Once the list is clean and segmented, you’re ready to write the sequence.

Step 2: The Exact 3‑Touch LinkedIn Outreach Sequence (Copy & Paste)

Below is a 3‑touch sequence designed for early‑stage AI startup leaders. The cadence: Day 1 (connection request + note), Day 3 (first follow‑up), Day 7 (soft close). Every message is under 100 words, hyper‑specific to the challenges of scaling an AI product with a small team and fresh capital. Use these as your base; in Origami, you can either paste them directly into the sequencer or let the AI agent write personalized variants for each lead.

Touch 1: Connection Request + Note (Day 1)

Send a connection request with a note.
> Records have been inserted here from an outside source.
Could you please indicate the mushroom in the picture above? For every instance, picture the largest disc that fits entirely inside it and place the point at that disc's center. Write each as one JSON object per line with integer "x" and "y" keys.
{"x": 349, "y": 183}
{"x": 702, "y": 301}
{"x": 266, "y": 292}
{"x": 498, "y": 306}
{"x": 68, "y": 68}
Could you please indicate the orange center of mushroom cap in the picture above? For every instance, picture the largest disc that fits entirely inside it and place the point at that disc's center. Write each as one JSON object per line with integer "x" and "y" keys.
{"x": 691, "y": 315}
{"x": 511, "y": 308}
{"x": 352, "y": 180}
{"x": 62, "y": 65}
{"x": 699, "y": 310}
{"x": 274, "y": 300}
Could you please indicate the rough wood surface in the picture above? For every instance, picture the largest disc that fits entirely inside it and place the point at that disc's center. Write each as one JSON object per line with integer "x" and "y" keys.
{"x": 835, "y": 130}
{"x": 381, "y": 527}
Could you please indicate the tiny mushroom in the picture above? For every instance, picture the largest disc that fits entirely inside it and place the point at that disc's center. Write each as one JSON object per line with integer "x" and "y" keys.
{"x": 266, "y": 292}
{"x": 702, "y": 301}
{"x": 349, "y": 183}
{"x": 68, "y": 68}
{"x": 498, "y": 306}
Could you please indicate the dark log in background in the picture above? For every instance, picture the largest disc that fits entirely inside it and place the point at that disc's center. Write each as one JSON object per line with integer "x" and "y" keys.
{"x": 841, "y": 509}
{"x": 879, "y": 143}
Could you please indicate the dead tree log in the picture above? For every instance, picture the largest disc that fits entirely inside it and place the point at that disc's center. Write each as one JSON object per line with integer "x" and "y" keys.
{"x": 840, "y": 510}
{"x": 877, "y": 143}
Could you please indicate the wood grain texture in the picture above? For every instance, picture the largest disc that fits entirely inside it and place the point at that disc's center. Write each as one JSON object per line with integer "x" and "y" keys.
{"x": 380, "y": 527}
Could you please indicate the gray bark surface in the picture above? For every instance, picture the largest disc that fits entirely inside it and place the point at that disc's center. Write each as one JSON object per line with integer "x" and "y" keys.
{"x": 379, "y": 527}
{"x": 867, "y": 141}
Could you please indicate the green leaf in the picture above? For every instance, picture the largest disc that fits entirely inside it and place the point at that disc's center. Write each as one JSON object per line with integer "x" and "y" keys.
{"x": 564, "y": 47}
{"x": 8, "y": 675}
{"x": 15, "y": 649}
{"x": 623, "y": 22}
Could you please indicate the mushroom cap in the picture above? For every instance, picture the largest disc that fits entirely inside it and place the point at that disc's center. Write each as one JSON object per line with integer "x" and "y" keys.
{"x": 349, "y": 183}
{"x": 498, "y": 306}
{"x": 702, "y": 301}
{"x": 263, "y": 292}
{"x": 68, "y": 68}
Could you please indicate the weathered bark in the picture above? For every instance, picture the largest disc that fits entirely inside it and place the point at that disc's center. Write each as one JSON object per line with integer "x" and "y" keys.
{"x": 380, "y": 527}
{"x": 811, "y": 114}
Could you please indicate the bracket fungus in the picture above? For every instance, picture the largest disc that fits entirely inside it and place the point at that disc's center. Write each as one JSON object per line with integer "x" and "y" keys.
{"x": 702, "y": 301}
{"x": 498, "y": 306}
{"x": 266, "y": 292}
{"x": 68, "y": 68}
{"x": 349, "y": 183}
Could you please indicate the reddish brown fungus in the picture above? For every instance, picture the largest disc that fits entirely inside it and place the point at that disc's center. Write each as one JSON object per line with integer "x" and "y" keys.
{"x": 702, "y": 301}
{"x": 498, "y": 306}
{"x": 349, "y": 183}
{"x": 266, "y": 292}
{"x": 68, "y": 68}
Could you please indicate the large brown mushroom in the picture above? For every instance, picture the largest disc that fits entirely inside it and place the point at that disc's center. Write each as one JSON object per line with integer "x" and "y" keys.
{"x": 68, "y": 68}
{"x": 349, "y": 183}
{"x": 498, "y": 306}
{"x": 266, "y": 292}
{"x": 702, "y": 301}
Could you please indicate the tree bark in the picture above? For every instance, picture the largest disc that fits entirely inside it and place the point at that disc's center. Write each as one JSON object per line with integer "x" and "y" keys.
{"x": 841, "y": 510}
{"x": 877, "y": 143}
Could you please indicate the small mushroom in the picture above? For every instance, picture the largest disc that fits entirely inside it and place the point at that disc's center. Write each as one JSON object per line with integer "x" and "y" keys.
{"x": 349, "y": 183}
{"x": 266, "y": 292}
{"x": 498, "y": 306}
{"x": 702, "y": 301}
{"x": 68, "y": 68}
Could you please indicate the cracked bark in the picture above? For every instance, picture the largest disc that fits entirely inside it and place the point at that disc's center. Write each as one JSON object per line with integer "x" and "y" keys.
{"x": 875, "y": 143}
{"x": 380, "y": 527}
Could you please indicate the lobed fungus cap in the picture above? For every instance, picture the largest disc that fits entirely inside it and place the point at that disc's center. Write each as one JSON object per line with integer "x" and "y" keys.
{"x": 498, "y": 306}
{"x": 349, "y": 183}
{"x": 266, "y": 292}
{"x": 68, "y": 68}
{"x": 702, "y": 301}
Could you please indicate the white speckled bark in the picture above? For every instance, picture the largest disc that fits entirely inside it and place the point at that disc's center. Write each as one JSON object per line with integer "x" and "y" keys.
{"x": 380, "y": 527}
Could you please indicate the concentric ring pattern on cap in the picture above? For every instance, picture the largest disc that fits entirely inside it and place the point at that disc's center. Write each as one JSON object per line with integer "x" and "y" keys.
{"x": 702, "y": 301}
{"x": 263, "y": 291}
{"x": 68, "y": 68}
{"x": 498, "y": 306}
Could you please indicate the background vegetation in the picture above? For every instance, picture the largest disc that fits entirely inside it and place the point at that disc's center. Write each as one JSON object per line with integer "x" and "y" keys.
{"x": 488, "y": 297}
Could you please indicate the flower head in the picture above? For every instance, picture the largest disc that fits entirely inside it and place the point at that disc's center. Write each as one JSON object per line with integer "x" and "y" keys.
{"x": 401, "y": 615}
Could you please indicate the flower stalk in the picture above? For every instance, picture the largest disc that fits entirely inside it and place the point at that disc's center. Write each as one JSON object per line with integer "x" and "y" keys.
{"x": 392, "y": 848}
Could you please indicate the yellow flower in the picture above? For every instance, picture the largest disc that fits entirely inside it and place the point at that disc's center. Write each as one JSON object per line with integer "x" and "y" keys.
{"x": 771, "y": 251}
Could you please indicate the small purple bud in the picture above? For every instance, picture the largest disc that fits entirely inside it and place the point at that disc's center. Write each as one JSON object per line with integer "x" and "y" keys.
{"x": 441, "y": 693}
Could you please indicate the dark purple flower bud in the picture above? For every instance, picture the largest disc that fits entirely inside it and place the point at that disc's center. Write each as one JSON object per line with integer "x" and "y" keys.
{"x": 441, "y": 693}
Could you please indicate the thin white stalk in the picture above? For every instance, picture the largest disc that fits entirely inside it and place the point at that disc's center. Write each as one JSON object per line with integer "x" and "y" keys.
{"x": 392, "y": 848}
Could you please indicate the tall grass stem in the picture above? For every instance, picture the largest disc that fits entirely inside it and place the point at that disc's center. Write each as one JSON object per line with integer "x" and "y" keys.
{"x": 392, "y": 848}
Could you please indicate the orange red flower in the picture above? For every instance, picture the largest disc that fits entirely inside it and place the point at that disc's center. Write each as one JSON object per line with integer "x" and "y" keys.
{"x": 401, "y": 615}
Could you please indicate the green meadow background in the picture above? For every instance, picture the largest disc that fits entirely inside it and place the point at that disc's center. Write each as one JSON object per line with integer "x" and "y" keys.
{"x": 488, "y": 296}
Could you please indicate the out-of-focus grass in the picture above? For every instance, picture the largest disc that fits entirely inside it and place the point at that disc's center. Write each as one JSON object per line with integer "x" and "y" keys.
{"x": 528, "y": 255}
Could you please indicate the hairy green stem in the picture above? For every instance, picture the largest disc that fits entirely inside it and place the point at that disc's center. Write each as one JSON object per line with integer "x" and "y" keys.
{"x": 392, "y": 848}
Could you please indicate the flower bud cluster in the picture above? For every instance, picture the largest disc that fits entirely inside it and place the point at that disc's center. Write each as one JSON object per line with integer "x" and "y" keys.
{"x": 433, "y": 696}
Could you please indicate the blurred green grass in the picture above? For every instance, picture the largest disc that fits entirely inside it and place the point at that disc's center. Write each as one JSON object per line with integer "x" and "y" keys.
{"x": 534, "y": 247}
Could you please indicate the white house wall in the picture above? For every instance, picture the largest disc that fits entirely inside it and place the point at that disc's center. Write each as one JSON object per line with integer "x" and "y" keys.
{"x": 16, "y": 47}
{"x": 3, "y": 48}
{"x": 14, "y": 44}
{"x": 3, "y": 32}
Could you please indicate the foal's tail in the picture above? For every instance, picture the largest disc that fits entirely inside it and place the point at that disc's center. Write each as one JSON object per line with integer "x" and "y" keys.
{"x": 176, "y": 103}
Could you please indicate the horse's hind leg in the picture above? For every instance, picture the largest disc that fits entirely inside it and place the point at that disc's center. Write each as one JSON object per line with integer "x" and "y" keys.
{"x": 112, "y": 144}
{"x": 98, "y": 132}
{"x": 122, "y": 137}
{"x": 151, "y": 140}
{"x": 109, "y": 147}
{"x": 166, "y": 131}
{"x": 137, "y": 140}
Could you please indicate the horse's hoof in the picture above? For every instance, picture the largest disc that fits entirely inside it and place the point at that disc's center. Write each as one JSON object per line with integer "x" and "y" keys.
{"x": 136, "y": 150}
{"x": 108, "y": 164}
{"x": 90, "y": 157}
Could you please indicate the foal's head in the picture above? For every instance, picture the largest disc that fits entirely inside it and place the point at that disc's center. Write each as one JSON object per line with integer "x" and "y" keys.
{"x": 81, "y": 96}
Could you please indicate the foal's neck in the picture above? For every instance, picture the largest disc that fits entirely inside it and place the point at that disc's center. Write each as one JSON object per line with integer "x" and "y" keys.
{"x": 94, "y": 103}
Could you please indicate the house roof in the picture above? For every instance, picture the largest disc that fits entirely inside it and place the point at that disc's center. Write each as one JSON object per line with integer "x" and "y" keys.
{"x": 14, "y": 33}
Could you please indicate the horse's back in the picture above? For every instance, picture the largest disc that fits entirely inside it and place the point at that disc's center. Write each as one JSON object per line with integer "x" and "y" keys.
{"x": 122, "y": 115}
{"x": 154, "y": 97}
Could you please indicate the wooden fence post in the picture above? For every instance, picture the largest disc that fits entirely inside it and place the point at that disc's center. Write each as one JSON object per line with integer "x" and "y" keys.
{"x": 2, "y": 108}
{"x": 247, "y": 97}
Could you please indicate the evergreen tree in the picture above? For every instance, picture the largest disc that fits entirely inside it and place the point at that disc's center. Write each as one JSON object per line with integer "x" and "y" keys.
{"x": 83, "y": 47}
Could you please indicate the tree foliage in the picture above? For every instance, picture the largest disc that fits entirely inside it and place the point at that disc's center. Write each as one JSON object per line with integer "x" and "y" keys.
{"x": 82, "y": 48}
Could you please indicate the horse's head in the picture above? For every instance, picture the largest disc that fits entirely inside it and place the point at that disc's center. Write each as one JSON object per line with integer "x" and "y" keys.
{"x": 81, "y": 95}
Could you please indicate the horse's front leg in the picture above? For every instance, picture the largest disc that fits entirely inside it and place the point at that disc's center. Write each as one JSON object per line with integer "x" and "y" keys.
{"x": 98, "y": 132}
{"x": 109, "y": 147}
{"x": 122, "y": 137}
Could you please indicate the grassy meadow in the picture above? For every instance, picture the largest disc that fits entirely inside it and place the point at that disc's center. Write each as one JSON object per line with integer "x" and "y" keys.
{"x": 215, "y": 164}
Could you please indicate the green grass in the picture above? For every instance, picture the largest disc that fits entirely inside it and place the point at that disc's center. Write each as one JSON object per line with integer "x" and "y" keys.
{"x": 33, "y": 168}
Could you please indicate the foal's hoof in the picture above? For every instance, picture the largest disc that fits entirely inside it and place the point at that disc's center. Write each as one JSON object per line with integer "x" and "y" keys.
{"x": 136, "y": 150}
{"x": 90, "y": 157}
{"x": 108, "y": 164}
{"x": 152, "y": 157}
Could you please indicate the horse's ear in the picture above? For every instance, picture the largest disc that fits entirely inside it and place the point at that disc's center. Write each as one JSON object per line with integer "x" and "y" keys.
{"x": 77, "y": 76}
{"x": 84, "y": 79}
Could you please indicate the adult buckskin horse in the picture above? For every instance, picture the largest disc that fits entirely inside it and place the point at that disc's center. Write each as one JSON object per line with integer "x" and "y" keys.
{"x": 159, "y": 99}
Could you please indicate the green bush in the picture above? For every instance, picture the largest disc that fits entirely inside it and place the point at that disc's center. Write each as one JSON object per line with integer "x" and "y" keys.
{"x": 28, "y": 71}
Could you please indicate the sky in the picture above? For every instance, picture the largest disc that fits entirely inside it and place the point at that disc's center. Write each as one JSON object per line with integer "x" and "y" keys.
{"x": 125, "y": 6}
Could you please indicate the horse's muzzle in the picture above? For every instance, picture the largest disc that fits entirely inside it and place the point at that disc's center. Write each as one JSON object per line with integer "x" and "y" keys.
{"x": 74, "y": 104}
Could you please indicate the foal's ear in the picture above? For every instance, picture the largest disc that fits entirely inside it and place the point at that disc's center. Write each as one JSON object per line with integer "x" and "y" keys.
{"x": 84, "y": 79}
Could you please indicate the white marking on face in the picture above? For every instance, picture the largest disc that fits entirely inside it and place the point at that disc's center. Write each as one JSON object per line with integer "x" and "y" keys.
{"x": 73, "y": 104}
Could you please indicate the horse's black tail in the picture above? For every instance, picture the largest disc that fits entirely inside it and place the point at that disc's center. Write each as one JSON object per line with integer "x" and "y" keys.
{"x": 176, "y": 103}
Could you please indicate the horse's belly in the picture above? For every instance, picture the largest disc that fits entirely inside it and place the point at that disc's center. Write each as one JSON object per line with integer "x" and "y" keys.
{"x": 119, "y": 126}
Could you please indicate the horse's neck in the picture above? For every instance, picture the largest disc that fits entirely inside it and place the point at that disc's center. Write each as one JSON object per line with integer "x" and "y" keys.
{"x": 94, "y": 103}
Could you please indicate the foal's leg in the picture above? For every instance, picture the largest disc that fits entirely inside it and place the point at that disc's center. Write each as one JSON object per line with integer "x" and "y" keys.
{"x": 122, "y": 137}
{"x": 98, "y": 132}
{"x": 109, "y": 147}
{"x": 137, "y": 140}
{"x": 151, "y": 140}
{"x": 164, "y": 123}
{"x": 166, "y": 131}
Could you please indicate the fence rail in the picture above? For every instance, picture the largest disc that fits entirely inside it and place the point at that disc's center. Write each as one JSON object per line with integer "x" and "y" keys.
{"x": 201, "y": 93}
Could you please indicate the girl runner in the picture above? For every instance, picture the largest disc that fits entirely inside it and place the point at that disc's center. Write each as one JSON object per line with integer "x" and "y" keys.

Keep it short because the note preview cuts off after ~60 characters, but the first line must hook them.

Note message (copy exactly, replace bracketed details):

Hi [First Name] — saw [Company Name] just landed the [Series A/Seed] round. Congrats. I’m working with a few AI teams at your stage who are tackling [pain point, e.g., ballooning cloud costs / MLOps hiring gaps]. Would love to swap notes on how we’re helping them get to production faster without tripling burn. Open to connecting?

Why this works: It acknowledges a real, public event (funding), shows you understand a specific pain, and doesn’t ask for a meeting. The tone matches how founders talk to each other.

Touch 2: Follow‑Up Message (Day 3, only if they accepted but didn’t reply)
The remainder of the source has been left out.